Spain's incumbent caretaker government, led by socialist prime minister Pedro Sánchez, is keen to avoid another election and is finalising details to secure a second term, which he hopes could begin as early as next week (7-8 November).

The Popular Party leader, Alberto Feijóo, tried to push through his own investiture after his centre-right party came out on top in the July elections, but failed to attract enough other coalition partners to form the majority needed for government. After that failure, it is now the turn of the incumbent prime minister, Sánchez.

  • Carles Puigdemont has been on the run from Spanish justice since October 2017, when he self-exiled to Belgium following the illegal referendum in Catalonia (Photo: European Parliament)

Sánchez has until 27 November to gather enough parliamentary support for his investiture to go ahead, although the party's aim is for Sanchez to arrive as president-elect at the Congress of the Party of European Socialists in Malaga on 10-11 November.

With this deadline in mind, last Tuesday the socialist party (PSOE) concluded its agreement with the leftwing Sumar party led by Yolanda Díaz, but still needs the vote of the Catalan pro-independence party Junts per Catalunya, led by Carles Puigdemont.

Puigdemont has been on the run from Spanish justice since October 2017, when he self-exiled to Waterloo, outside Brussels, following the illegal referendum in Catalonia.

That's why Brussels — and Waterloo in particular — has been in the national and international spotlight recently, as it's where the victory or failure of the progressive government Sanchez has been negotiating since July hangs in the balance.

And the conditions Puigdemont has put on the table in exchange for his support are not straightfoward.

The first of them is a so-called amnesty law, which would give something like a legal clean slate to those who took part in the 2017 referendum. In other words, to drop the legal proceedings against Catalan independence supporters, including himself.

Puigdemont has also requested exploring the possibility of holding a new referendum in Catalonia and recognition of the 'political conflict' in the region.

If these negotiations fail, Spaniards would have to go to the polls again, most likely in mid-January 2024 — an option Sánchez hopes to avoid.

"The amnesty is a means of moving forward on the path of harmony and reunification between Catalans and the rest of the Spanish people," the PM said on Saturday at the party's headquarters in Madrid.
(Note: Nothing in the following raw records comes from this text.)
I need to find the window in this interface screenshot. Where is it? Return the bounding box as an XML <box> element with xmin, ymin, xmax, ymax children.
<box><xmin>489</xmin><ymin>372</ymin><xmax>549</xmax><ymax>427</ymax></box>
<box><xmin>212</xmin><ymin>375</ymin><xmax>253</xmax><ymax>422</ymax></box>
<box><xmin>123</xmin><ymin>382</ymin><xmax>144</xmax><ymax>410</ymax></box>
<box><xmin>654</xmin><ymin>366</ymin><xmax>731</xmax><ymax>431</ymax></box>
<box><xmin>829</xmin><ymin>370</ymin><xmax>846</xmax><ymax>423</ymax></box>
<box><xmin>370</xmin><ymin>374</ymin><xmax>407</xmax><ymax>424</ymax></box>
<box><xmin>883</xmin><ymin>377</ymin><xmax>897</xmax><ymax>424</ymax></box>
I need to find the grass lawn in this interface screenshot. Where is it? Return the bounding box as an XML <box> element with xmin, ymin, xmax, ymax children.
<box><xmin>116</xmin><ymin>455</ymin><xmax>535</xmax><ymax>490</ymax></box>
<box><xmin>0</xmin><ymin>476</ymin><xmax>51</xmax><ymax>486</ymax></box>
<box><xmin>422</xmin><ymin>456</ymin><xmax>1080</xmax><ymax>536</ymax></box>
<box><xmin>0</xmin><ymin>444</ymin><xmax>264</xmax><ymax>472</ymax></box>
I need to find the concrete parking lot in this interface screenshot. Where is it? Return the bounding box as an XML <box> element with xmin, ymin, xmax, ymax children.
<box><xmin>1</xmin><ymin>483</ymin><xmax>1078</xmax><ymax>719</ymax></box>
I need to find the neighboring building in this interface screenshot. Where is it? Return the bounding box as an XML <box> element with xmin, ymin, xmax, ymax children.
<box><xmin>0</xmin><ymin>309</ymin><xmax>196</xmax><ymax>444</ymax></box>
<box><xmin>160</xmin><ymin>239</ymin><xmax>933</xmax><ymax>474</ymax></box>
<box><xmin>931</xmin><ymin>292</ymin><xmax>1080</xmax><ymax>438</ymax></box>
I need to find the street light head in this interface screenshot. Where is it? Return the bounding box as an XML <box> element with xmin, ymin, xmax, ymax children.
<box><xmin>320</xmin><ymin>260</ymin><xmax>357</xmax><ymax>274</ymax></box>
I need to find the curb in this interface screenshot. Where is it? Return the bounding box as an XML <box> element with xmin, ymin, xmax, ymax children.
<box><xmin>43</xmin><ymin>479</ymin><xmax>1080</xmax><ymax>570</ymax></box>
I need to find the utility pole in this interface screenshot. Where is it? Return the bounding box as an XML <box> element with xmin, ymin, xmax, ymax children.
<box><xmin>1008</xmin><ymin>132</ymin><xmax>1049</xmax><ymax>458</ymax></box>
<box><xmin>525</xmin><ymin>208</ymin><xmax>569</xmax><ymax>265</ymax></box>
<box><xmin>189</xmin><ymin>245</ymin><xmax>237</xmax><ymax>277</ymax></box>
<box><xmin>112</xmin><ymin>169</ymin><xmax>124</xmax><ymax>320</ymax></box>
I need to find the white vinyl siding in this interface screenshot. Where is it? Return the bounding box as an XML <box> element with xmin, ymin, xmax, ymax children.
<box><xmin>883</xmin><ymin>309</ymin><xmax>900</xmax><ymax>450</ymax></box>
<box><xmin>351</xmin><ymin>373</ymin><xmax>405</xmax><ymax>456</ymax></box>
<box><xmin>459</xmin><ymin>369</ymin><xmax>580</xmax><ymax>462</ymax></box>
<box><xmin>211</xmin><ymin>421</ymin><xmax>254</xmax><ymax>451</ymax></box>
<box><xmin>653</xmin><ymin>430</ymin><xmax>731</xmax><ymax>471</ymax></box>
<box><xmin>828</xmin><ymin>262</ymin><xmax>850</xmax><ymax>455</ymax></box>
He added: "It is the only possible way for there to be a government in Spain".

The scope of the amnesty being discussed behind the scenes is currently unknown, but the negotiations with Puigdemont are "moving in the right direction" and will follow in the upcoming days, according to a statement issued on Monday (30 October) by the socialist party.
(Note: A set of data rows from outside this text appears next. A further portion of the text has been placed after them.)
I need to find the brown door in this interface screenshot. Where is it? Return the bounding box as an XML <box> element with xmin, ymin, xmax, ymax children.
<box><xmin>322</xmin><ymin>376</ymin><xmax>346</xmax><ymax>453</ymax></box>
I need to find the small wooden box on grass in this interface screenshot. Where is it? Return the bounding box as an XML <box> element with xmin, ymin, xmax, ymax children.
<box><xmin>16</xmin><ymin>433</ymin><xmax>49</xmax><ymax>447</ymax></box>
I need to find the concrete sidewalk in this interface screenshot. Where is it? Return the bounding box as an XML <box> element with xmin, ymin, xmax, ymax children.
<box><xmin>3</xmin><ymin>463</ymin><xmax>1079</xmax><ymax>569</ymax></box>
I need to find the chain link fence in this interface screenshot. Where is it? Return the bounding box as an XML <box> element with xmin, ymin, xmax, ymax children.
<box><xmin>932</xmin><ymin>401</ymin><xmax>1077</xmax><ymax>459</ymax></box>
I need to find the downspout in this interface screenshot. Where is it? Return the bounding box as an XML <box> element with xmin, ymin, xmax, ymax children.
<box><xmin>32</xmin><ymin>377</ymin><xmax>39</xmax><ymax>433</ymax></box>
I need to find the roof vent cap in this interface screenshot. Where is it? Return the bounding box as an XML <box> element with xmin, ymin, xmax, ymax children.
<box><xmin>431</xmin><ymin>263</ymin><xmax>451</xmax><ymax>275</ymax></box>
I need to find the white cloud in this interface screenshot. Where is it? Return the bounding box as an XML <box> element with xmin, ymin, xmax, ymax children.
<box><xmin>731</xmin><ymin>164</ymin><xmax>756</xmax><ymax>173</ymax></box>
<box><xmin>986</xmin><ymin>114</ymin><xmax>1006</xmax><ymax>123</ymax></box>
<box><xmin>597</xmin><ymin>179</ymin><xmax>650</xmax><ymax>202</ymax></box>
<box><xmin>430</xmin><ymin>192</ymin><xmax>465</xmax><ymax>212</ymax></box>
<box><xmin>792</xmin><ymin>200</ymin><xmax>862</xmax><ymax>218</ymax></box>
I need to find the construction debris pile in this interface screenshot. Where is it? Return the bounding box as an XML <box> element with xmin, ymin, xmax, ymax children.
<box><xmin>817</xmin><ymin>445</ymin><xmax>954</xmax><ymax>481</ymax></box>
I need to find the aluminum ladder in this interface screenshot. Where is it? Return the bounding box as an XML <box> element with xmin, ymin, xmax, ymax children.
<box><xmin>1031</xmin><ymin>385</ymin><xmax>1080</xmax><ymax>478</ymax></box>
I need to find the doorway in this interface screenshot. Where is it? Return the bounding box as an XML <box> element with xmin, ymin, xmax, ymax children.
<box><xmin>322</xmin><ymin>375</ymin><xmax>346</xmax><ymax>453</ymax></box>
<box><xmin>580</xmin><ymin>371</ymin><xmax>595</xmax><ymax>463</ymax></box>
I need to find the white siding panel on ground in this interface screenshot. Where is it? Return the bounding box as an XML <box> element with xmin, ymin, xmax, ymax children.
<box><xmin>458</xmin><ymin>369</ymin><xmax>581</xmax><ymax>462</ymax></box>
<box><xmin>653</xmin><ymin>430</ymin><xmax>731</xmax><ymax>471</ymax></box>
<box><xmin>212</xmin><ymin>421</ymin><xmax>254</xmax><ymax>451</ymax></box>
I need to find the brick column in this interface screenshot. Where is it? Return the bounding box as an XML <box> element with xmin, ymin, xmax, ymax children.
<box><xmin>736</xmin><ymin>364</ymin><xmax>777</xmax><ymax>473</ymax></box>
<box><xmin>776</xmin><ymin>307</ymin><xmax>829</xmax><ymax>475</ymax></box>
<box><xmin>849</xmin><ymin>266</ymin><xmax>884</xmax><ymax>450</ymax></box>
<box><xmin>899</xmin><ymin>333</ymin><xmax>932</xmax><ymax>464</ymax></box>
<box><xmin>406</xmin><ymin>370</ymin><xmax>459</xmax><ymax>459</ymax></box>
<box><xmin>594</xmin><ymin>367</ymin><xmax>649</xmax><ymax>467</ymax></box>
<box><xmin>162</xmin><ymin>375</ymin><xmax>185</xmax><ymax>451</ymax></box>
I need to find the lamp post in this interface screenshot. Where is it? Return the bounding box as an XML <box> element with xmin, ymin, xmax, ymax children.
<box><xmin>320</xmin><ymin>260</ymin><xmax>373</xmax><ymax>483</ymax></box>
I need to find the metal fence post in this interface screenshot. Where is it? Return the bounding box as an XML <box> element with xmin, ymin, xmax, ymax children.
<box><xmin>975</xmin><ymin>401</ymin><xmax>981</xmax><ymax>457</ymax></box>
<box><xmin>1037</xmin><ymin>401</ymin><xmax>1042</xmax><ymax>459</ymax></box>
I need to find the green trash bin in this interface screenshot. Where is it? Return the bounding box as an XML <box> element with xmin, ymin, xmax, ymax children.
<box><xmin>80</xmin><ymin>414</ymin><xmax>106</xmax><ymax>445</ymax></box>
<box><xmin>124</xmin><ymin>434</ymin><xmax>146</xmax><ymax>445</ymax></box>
That statement was motivated by a photo of Sánchez's number three-in-command, Santos Cerdán, at the offices of the pro-independence party in parliament, accompanied by Puigdemont himself, and the leader of the S&D group in the European Parliament, Iratxe García-Pérez.
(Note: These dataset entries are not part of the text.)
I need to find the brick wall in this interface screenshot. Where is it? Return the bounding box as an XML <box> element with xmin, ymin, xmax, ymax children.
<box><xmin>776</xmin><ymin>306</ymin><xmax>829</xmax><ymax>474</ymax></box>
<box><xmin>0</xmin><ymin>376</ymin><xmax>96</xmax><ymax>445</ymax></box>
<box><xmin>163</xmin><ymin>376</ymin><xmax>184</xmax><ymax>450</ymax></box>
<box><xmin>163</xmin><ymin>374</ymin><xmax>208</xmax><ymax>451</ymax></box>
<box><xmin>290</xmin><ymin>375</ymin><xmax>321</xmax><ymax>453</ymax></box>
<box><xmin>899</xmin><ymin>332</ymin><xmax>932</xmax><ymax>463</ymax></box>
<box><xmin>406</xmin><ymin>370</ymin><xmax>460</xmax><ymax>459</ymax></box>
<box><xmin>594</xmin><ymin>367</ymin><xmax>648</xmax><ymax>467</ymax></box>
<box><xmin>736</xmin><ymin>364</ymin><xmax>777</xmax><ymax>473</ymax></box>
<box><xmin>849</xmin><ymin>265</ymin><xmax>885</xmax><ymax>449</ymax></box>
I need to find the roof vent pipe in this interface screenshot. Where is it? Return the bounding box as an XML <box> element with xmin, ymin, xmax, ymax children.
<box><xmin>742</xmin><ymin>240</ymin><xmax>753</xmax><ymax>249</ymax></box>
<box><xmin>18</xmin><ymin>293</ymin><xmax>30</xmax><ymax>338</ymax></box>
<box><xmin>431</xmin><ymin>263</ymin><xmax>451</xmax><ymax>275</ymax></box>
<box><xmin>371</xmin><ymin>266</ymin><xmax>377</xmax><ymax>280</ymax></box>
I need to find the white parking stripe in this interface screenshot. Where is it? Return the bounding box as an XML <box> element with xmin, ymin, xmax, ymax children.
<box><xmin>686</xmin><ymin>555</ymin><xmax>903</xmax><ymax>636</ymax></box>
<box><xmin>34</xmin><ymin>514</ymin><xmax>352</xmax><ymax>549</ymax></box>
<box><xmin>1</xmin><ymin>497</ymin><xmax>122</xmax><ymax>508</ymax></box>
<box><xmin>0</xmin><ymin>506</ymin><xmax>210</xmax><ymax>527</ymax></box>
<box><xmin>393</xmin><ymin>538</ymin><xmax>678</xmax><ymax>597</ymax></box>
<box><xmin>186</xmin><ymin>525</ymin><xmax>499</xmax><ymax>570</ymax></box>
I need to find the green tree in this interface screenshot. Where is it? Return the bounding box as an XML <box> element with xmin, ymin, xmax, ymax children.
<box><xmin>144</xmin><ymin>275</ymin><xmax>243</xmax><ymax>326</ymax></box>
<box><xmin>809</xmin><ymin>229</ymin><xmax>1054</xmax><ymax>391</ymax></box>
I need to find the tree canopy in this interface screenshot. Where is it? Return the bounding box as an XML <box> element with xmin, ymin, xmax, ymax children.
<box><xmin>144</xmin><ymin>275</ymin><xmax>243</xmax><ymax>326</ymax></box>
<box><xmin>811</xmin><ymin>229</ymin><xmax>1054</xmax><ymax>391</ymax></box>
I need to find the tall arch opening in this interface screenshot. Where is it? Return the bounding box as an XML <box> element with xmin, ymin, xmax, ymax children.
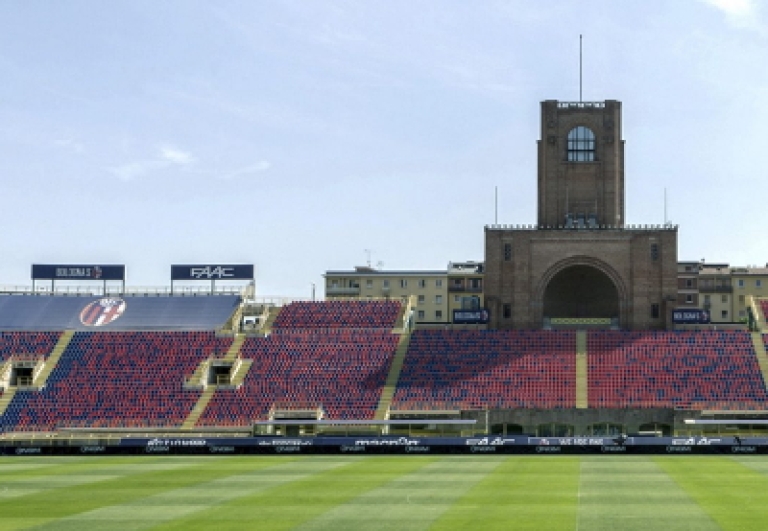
<box><xmin>543</xmin><ymin>265</ymin><xmax>619</xmax><ymax>319</ymax></box>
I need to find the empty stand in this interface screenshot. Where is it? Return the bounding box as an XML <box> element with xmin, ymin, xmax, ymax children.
<box><xmin>197</xmin><ymin>330</ymin><xmax>399</xmax><ymax>426</ymax></box>
<box><xmin>272</xmin><ymin>300</ymin><xmax>401</xmax><ymax>330</ymax></box>
<box><xmin>391</xmin><ymin>330</ymin><xmax>577</xmax><ymax>410</ymax></box>
<box><xmin>0</xmin><ymin>331</ymin><xmax>232</xmax><ymax>431</ymax></box>
<box><xmin>0</xmin><ymin>331</ymin><xmax>61</xmax><ymax>362</ymax></box>
<box><xmin>588</xmin><ymin>330</ymin><xmax>768</xmax><ymax>410</ymax></box>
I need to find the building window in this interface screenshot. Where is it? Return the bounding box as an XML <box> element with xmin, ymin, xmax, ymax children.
<box><xmin>503</xmin><ymin>243</ymin><xmax>512</xmax><ymax>261</ymax></box>
<box><xmin>650</xmin><ymin>243</ymin><xmax>659</xmax><ymax>262</ymax></box>
<box><xmin>417</xmin><ymin>310</ymin><xmax>425</xmax><ymax>320</ymax></box>
<box><xmin>721</xmin><ymin>295</ymin><xmax>728</xmax><ymax>304</ymax></box>
<box><xmin>383</xmin><ymin>280</ymin><xmax>390</xmax><ymax>288</ymax></box>
<box><xmin>400</xmin><ymin>279</ymin><xmax>408</xmax><ymax>288</ymax></box>
<box><xmin>567</xmin><ymin>126</ymin><xmax>595</xmax><ymax>162</ymax></box>
<box><xmin>435</xmin><ymin>310</ymin><xmax>443</xmax><ymax>320</ymax></box>
<box><xmin>651</xmin><ymin>303</ymin><xmax>660</xmax><ymax>319</ymax></box>
<box><xmin>740</xmin><ymin>310</ymin><xmax>746</xmax><ymax>318</ymax></box>
<box><xmin>739</xmin><ymin>295</ymin><xmax>745</xmax><ymax>303</ymax></box>
<box><xmin>685</xmin><ymin>295</ymin><xmax>693</xmax><ymax>304</ymax></box>
<box><xmin>469</xmin><ymin>278</ymin><xmax>482</xmax><ymax>289</ymax></box>
<box><xmin>757</xmin><ymin>280</ymin><xmax>763</xmax><ymax>288</ymax></box>
<box><xmin>738</xmin><ymin>279</ymin><xmax>745</xmax><ymax>288</ymax></box>
<box><xmin>418</xmin><ymin>279</ymin><xmax>426</xmax><ymax>288</ymax></box>
<box><xmin>721</xmin><ymin>310</ymin><xmax>728</xmax><ymax>319</ymax></box>
<box><xmin>435</xmin><ymin>295</ymin><xmax>443</xmax><ymax>304</ymax></box>
<box><xmin>454</xmin><ymin>295</ymin><xmax>461</xmax><ymax>303</ymax></box>
<box><xmin>503</xmin><ymin>303</ymin><xmax>512</xmax><ymax>319</ymax></box>
<box><xmin>685</xmin><ymin>279</ymin><xmax>693</xmax><ymax>288</ymax></box>
<box><xmin>704</xmin><ymin>295</ymin><xmax>711</xmax><ymax>304</ymax></box>
<box><xmin>417</xmin><ymin>295</ymin><xmax>425</xmax><ymax>304</ymax></box>
<box><xmin>366</xmin><ymin>279</ymin><xmax>373</xmax><ymax>289</ymax></box>
<box><xmin>435</xmin><ymin>279</ymin><xmax>443</xmax><ymax>287</ymax></box>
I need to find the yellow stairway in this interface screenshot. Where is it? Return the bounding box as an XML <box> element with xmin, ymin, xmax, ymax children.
<box><xmin>575</xmin><ymin>330</ymin><xmax>589</xmax><ymax>409</ymax></box>
<box><xmin>750</xmin><ymin>332</ymin><xmax>768</xmax><ymax>391</ymax></box>
<box><xmin>182</xmin><ymin>387</ymin><xmax>216</xmax><ymax>430</ymax></box>
<box><xmin>229</xmin><ymin>359</ymin><xmax>253</xmax><ymax>388</ymax></box>
<box><xmin>223</xmin><ymin>334</ymin><xmax>246</xmax><ymax>362</ymax></box>
<box><xmin>374</xmin><ymin>332</ymin><xmax>411</xmax><ymax>420</ymax></box>
<box><xmin>33</xmin><ymin>330</ymin><xmax>75</xmax><ymax>388</ymax></box>
<box><xmin>0</xmin><ymin>388</ymin><xmax>18</xmax><ymax>416</ymax></box>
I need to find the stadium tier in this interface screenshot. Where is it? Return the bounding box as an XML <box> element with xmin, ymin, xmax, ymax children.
<box><xmin>272</xmin><ymin>300</ymin><xmax>401</xmax><ymax>330</ymax></box>
<box><xmin>4</xmin><ymin>296</ymin><xmax>768</xmax><ymax>434</ymax></box>
<box><xmin>588</xmin><ymin>330</ymin><xmax>768</xmax><ymax>410</ymax></box>
<box><xmin>1</xmin><ymin>331</ymin><xmax>232</xmax><ymax>431</ymax></box>
<box><xmin>197</xmin><ymin>331</ymin><xmax>399</xmax><ymax>426</ymax></box>
<box><xmin>391</xmin><ymin>330</ymin><xmax>577</xmax><ymax>410</ymax></box>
The most striking thing about the personal meeting, however, was two details. The first was the reference to Puigdemont as "president" in the party's statement.

The second is the photo of the illegal 2017 referendum hanging in the office where the meeting took place.

"The photograph (...) was withdrawn by the European Parliament from an exhibition for reflecting an illegal act. But the PSOE has no qualms about sitting next to it, despite what it symbolises. It is very sad," complained the centre-right European People's Party MEP Juan Ignacio Zoido on social media.

Feijóo's reaction was also not long in coming: "Stop playing behind the backs of the citizens, say what you are negotiating and accept that Spaniards are consulted in elections because they do not deserve a government born of a lie".

On Sunday, thousands of citizens took to the streets of Madrid to demonstrate their rejection of the government's support for such an amnesty. Another demonstration has been called for 18 November, which Feijóo has announced he will attend "against the amnesty and in defence of equality for all".